Consideration Set Mixed Logit in PyMC Marketing
Consideration Set Mixed Logit
This contribution extends the existing MixedLogit class with a two-stage consideration-then-choice structure. The core insight is that consumers do not evaluate every available alternative before deciding — they first form a consideration set (which products are even on the table) and only then choose among the products they actually considered. The implementation can be found in pymc-marketing here.
The Model
Stage 1 — Consideration:
\[ \pi_{nj} = \sigma\!\left(\gamma_{0j} + \sum_k \gamma_{zjk} \cdot \tilde{z}_{njk} + \eta_n\right) \]
where \(\tilde{z}_{njk}\) are mean-centred consideration instruments satisfying an exclusion restriction: they must be structurally separate from the utility covariates. At \(\tilde{z} = 0\), \(\pi = 0.5\) — only deviations from population-average screening drive consideration.
Stage 2 — Choice:
\[ P(j \mid n) = \operatorname{softmax}\!\left(\log \pi_{nj} + V_{nj}\right) \]
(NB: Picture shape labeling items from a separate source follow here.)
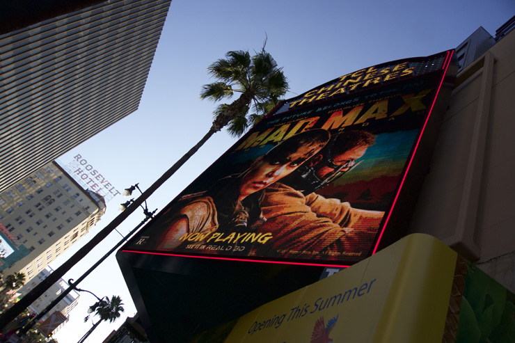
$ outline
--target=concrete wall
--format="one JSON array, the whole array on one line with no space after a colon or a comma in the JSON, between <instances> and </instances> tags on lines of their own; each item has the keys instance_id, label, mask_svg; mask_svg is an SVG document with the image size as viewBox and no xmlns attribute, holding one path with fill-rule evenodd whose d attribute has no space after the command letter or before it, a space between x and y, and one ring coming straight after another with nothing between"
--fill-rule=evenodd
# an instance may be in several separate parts
<instances>
[{"instance_id":1,"label":"concrete wall","mask_svg":"<svg viewBox=\"0 0 515 343\"><path fill-rule=\"evenodd\" d=\"M458 74L411 232L515 292L515 31Z\"/></svg>"}]
</instances>

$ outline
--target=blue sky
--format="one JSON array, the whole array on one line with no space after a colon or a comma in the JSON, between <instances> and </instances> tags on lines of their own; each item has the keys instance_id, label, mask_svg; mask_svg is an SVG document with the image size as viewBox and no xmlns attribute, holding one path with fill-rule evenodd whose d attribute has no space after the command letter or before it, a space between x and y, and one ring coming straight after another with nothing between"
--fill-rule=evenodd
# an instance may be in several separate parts
<instances>
[{"instance_id":1,"label":"blue sky","mask_svg":"<svg viewBox=\"0 0 515 343\"><path fill-rule=\"evenodd\" d=\"M207 67L230 50L267 50L290 82L292 97L344 74L375 64L427 56L456 47L482 26L491 35L515 14L513 0L348 1L343 0L175 0L172 2L139 109L61 157L66 164L80 154L116 187L139 182L146 189L209 129L212 103L201 101L202 85L212 82ZM235 143L225 131L214 135L148 200L162 209ZM106 215L84 241L117 214L125 198L108 203ZM122 234L143 219L136 211L119 228ZM121 237L113 232L66 276L77 279ZM84 242L52 265L56 269ZM114 257L79 286L99 296L120 295L125 312L104 323L87 342L102 342L136 312ZM165 296L165 294L163 294ZM78 340L95 299L83 294L70 322L56 337Z\"/></svg>"}]
</instances>

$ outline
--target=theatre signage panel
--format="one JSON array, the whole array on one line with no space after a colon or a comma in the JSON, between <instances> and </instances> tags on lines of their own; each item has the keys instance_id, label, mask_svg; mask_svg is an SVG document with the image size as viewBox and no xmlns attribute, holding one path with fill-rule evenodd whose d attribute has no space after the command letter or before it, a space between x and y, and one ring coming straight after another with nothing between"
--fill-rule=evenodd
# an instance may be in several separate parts
<instances>
[{"instance_id":1,"label":"theatre signage panel","mask_svg":"<svg viewBox=\"0 0 515 343\"><path fill-rule=\"evenodd\" d=\"M122 250L337 266L370 256L393 230L452 52L365 68L284 102Z\"/></svg>"}]
</instances>

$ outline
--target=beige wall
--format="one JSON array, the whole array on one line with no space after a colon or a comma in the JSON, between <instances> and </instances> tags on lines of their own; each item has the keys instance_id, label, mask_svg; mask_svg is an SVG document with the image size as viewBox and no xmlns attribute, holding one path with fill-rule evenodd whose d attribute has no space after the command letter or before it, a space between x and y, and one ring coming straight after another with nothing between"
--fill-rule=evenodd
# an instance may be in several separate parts
<instances>
[{"instance_id":1,"label":"beige wall","mask_svg":"<svg viewBox=\"0 0 515 343\"><path fill-rule=\"evenodd\" d=\"M515 291L515 31L462 70L410 231Z\"/></svg>"}]
</instances>

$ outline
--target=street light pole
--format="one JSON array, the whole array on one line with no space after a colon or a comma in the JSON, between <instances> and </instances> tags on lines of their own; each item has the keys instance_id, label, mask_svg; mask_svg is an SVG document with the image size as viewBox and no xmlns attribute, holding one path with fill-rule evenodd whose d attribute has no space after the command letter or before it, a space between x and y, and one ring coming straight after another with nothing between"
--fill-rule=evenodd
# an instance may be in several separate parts
<instances>
[{"instance_id":1,"label":"street light pole","mask_svg":"<svg viewBox=\"0 0 515 343\"><path fill-rule=\"evenodd\" d=\"M151 214L153 215L154 213L155 213L156 211L157 211L157 209L154 210L154 212L152 212ZM39 321L41 318L42 318L42 317L45 314L46 314L47 313L48 313L49 312L50 312L52 310L52 309L54 308L54 307L59 303L59 301L61 301L61 300L63 300L65 298L65 296L66 296L68 294L68 293L70 293L70 292L72 292L74 289L79 290L80 289L77 289L77 285L79 285L83 280L84 280L86 278L86 276L88 276L89 274L90 274L91 272L93 271L98 266L100 266L100 264L102 262L103 262L111 254L112 254L116 249L118 249L122 244L123 244L123 243L125 241L125 239L127 238L130 237L131 236L132 236L132 234L134 232L136 232L140 228L141 228L141 226L143 226L143 224L145 224L145 223L146 223L147 221L148 221L150 218L152 218L152 216L146 216L145 217L145 219L143 219L139 224L138 224L136 226L136 228L134 228L134 229L132 229L132 231L131 231L130 232L129 232L118 243L117 243L116 246L114 246L109 251L108 251L107 253L106 253L104 256L102 256L102 257L100 258L100 260L99 260L98 261L97 261L97 262L95 264L93 264L91 266L91 268L90 268L89 269L88 269L86 271L86 273L84 273L84 274L82 274L81 276L81 277L77 279L77 280L76 282L72 282L71 281L73 279L70 279L70 280L68 280L68 283L70 284L70 287L68 288L67 288L66 289L65 289L63 292L62 292L61 293L61 294L59 294L59 296L57 298L56 298L56 299L54 301L52 301L48 306L47 306L46 308L45 308L43 309L43 310L40 312L39 314L38 314L37 316L35 316L32 319L32 321L31 321L29 323L27 323L25 325L25 326L24 326L24 328L20 330L20 333L19 333L20 335L24 335L25 333L26 333L27 332L29 332L29 330L31 329L31 328L32 328L32 326L33 326L34 324L38 322L38 321ZM50 275L52 275L52 274L50 274ZM88 292L89 293L91 293L90 292L86 291L85 289L80 289L80 290L81 291ZM91 294L93 294L93 293L91 293ZM93 295L95 295L95 294L93 294ZM22 300L23 300L23 298L22 298ZM100 300L97 296L97 298L98 298L99 301Z\"/></svg>"},{"instance_id":2,"label":"street light pole","mask_svg":"<svg viewBox=\"0 0 515 343\"><path fill-rule=\"evenodd\" d=\"M39 285L35 287L31 292L27 293L22 300L16 303L9 310L6 311L2 316L0 316L0 331L3 330L3 328L7 326L11 321L16 318L16 316L22 313L24 310L27 308L29 305L35 301L35 300L41 296L47 289L50 288L52 285L59 280L64 274L71 269L79 261L82 260L88 253L91 251L98 244L100 244L104 238L107 237L114 229L116 229L122 222L129 216L130 214L134 212L136 208L141 205L143 201L146 200L150 195L156 191L167 180L170 178L184 163L186 163L189 158L195 154L195 152L200 149L200 147L211 137L213 134L219 131L213 129L212 127L207 131L204 137L197 143L188 152L187 152L179 161L175 162L170 169L164 172L164 174L157 179L146 191L145 191L141 196L138 197L136 200L132 203L132 206L124 211L123 212L118 214L118 216L113 219L113 221L107 224L104 229L97 234L93 238L91 239L84 246L79 250L75 254L72 256L68 261L63 263L59 268L54 271L54 273L50 274L46 279L42 281Z\"/></svg>"}]
</instances>

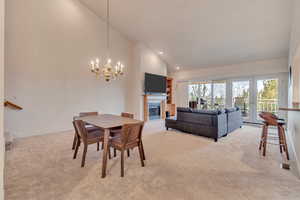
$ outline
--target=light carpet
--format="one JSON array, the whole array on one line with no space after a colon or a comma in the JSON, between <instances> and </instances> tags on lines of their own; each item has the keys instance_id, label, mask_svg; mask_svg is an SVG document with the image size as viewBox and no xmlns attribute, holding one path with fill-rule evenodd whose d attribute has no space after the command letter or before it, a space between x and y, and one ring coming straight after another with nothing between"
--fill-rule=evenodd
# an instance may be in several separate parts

The bridge formula \(U^{\text{avail}}_{nj} = V_{nj} + \log \pi_{nj}\) integrates consideration directly into the utility index, so the mixed logit likelihood structure from the parent class is preserved without modification.
This is the discrete choice analogue of the key/query separation in transformer attention: the consideration instruments \(Z\) play the role of the query while the utility covariates \(X\) play the role of the value.
Identification
- Exclusion restriction: \(Z\) instruments must not appear in \(V_{nj}\). This identifies the consideration stage separately from the preference stage.
- Mean-centring: At average screening behaviour (\(\tilde{z} = 0\)) the consideration probability is exactly \(0.5\), so the utility intercept \(\alpha_j\) absorbs baseline alternative-specific effects. When
consideration_intercept=True, \(\gamma_{0j}\) and \(\alpha_j\) compete to explain baseline effects — use informative priors or constrain one set. - Random consideration (
random_consideration=True) adds a per-individual intercept \(\eta_n \sim \mathcal{N}(0, \sigma_{\text{consider}})\), capturing unobserved heterogeneity in “visibility” across all alternatives.
Implementation
from pymc_marketing.customer_choice.consideration_set_logit import (
ConsiderationSetMixedLogit,
ConsiderationInstruments,
)
instruments: ConsiderationInstruments = {
"Z_tilde": Z_tilde, # (N, J) mean-centred, or (N, J, K_z)
"z_instrument_names": ["adspend", "shelf_position"],
}
model = ConsiderationSetMixedLogit(
choice_df=df,
utility_equations=[
"brand_a ~ price_a + quality_a | income",
"brand_b ~ price_b + quality_b | income",
"brand_c ~ price_c + quality_c | income",
],
depvar="choice",
covariates=["price", "quality"],
consideration_instruments=instruments,
consideration_intercept=False, # alpha_j absorbs baseline consideration
random_consideration=True, # per-individual consideration heterogeneity
)
idata = model.fit(target_accept=0.97, tune=2000)The class inherits the full MixedLogit interface: Wilkinson-style formula specification, non-centered parameterisation, panel data support, control-function endogeneity correction, apply_intervention, and sample_posterior_predictive.
Key Design Choices
- Numerically stable log-sigmoid: \(\log(\sigma(x)) = x - \operatorname{softplus}(x)\), avoiding the catastrophic cancellation in \(\log(\sigma(x) + \varepsilon)\) for large negative \(x\).
- Multi-instrument support: \(Z\) can be 2-D \((N, J)\) for a single instrument per alternative or 3-D \((N, J, K_z)\) for multiple instruments, with named coordinates surfaced in the posterior.
- Dimension-switch guard: switching \(Z\) from 2-D to 3-D after the model is built raises a clear
ValueError, preventing silent model mismatches onapply_intervention.